Lawson Lundell’s new office is in Kelowna’s $35-million Okanagan Centre for Innovation, a technology hub for emergent and mature companies with support companies housed within. Lawson Lundell hired a local technology lawyer and others followed. Macaulay, who had been travelling for years between Vancouver and Kelowna, moved in the spring, bringing the number of lawyers in the office to four with the ability to handle tech issues ranging from startups through to development, including tax and intellectual property law.
Kelowna’s ability to attract new tech sector firms is based not only on its workforce with technological savvy, B.C.’s third largest city also boasts an enviable lifestyle appealing to both established and new entrepreneurs. “There is an atmosphere of work hard and play hard,” Macaulay says. It’s a four-season area offering skiing in winter and lakes for water sports in summer, not to mention it is the heart of B.C.’s wine industry.
“These are people who want to make their own schedule and may want to take two hours off to have fun and then go back to work. That’s difficult to do in the city,” says Steven Morrison, a lawyer with Farris Vaughan Wills & Murphy LLP in Kelowna.
As part of his practice, Morrison has worked startups for the past two years. “You go from the beginning and they are looking at incorporation, financing and investment. You watch them go to the next part and also get involved if they are selling,” he said. “It is really exciting and you feel you part of a team.”
Morrison says an advantage for entrepreneurs derived from the firm’s multi-offices in B.C. is the ability to draw on a range of expertise. “We have had quite a few lawyers working with them and lot of partners before this big boom and the radar went off on the industry.”
An indication of how prevalent the Okanagan has become in the tech sector, says Morrison, is the July appointment of Raghwa Gopal, CEO and founder of Accelerate Okanagan, to B.C.’s new 14-member Emerging Economy Task Force on technology development and growth. Entrepreneur and startup specialist Gopal is involved with growing new businesses through Accelerate Okanagan, which works with entrepreneurs providing support services. (Pushor Mitchell LLP’s Blair Forrest, who also handles technology companies, is a board member along with Macaulay.)

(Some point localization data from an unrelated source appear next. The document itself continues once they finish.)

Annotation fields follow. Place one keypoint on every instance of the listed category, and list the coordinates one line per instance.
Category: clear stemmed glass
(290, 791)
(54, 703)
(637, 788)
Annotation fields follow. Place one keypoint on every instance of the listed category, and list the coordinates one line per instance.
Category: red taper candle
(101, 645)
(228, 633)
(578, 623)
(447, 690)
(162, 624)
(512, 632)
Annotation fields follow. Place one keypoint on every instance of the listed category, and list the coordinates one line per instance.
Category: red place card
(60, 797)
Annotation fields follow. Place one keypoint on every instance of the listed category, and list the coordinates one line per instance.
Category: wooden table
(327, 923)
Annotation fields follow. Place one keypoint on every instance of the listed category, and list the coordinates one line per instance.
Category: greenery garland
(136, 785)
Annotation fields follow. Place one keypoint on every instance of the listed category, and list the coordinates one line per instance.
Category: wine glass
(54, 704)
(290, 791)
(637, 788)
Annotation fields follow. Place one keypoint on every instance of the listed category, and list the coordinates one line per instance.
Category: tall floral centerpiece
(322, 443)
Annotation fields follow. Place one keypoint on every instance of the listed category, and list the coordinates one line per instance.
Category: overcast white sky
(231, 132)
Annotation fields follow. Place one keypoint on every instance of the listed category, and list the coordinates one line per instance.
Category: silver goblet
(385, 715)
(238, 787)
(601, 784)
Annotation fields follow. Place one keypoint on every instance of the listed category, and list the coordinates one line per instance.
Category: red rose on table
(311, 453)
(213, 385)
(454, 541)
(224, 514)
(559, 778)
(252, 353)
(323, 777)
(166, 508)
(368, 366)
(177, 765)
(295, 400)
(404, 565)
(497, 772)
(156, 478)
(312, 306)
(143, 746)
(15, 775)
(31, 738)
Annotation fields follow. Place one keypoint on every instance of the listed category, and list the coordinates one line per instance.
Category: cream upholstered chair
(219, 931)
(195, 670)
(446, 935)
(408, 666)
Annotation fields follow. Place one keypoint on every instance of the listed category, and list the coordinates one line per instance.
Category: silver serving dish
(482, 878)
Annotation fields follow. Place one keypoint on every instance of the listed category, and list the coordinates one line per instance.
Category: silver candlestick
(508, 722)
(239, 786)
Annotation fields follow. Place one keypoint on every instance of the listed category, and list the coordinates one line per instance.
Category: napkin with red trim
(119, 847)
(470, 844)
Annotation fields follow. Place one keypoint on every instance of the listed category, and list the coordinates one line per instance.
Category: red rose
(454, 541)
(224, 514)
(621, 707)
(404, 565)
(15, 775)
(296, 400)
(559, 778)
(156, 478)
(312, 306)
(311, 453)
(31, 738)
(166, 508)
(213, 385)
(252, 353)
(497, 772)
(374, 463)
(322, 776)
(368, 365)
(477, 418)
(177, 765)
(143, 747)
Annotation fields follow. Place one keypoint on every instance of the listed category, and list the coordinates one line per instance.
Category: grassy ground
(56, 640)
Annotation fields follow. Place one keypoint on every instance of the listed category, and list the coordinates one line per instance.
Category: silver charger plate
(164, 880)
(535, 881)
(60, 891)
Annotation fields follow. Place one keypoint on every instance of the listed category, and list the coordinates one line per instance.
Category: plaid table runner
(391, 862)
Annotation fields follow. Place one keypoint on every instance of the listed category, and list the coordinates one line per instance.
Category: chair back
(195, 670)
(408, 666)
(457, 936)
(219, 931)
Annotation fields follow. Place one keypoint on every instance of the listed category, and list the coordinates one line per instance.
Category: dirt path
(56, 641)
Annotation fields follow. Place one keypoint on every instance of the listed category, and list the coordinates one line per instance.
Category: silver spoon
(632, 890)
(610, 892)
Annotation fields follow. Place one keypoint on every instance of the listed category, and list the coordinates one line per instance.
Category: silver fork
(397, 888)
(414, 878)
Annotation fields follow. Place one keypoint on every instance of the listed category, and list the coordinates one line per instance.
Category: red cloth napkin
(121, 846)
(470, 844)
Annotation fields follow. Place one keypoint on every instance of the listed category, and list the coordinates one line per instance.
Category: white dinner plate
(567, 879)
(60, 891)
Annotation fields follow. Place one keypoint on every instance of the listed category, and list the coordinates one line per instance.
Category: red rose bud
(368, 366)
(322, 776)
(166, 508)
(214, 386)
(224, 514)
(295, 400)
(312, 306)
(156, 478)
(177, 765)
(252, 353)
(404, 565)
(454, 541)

Whiteboard Law’s James Mutter, who handles corporate, commercial and technology law as well as advises on financing, began representing technology companies in 1991 as a partner for Fasken Martineau DuMoulin LLP and organizing a large Vancouver technology practice. Intrigued by the whole process, he stepped away from law and became involved in a startup as a partner in 2000 (the company was later sold). “It was a fascinating experience being part of a startup,” he said. “As a lawyer, you are trained to give advice and build consensus. In the early days of a business, you are told to make a decision. If it is a mistake, fix it. It’s a different approach,” he says.
Mutter moved on to become president of the former B.C. Liberal government’s Premier’s Technology Council. By 2009, he was in Kelowna and returned to law with a wide breadth and depth of the technology industry. Mutter travels between Kelowna and Vancouver and is focused on mainly large dollar deals in Vancouver and currently working on a proposal to raise $120 million.

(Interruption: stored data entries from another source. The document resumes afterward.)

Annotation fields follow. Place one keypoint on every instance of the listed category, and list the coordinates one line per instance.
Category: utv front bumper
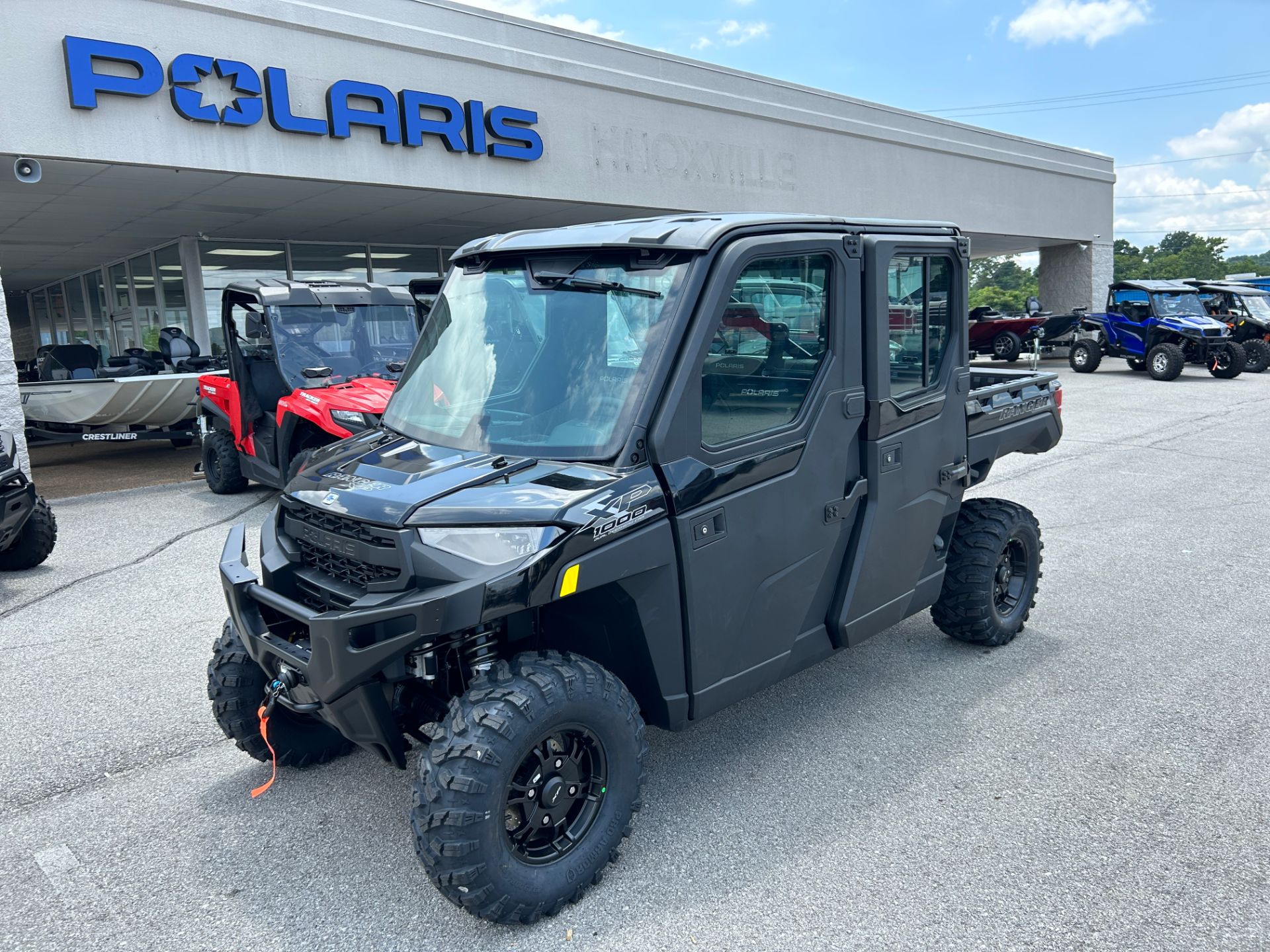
(346, 660)
(17, 503)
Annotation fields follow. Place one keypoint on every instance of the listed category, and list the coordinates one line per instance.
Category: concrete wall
(621, 125)
(1075, 276)
(11, 407)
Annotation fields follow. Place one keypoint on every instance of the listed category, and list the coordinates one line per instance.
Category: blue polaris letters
(400, 118)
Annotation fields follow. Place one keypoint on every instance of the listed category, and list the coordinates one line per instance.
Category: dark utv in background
(621, 484)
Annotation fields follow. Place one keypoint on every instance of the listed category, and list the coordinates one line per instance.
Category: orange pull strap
(265, 736)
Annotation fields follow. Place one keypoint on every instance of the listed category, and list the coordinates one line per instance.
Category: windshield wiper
(572, 284)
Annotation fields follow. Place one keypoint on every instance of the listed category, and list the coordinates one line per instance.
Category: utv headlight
(351, 419)
(491, 546)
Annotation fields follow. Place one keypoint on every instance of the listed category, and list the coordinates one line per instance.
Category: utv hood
(384, 479)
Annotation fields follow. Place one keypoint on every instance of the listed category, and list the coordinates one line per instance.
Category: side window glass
(767, 347)
(920, 315)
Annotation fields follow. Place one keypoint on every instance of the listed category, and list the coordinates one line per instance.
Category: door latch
(840, 509)
(956, 473)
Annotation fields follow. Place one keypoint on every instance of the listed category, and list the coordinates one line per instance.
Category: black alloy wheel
(556, 795)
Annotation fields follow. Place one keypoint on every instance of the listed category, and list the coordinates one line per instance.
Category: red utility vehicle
(310, 364)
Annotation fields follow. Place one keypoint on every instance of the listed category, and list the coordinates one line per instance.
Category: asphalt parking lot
(1100, 782)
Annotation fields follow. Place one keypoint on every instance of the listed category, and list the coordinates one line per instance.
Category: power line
(1191, 194)
(1105, 102)
(1150, 88)
(1194, 231)
(1197, 159)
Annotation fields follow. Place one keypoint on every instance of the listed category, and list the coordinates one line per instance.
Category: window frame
(927, 381)
(730, 266)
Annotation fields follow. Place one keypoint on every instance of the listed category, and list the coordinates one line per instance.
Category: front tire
(1257, 356)
(992, 575)
(235, 686)
(222, 465)
(1166, 362)
(527, 793)
(1007, 346)
(34, 542)
(1085, 356)
(1228, 362)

But, Kelowna’s buzz in the tech sector reminds him of Vancouver’s early-start days 30 years ago when he started, Mutter says. But the sector’s growth rate is faster. “It is definitely punching above its weight,” he says.
Kelowna’s success results from the “ecosystem” in place in the city, Mutter says. There are two educational outlets: the University of British Columbia Okanagan and Okanagan College Centre of Excellence, which both have innovation and technology programs. As well, there is a historical base of seasoned tech support individuals and companies able to mesh with ideas people. The atmosphere is also appealing to Vancouver tech companies who find lower-cost office space in the Okanagan, while U.S. clients find the exchange rate a bonus. It has all combined to create “a critical mass” powering the industry growth, he says.
“The Valhalla Angels are right across Western Canada and there is an active group in the Okanagan,” Mutter says, as they actively get companies investment ready. The Valhalla Angels group has brought more than $54 million in private capital to fund nearly 200 Western Canadian deals.
Mutter estimates that there are approximately 15 lawyers and five law firms in the Okanagan area currently doing startups and technology-related law, but there is room for more. “I don’t know why there are not 20 firms,” he says, adding that firms could easily move in a three-to-four-year call associate. For a young lawyer deciding to move to the Okanagan, “that’s not a tough call,” says Mutter.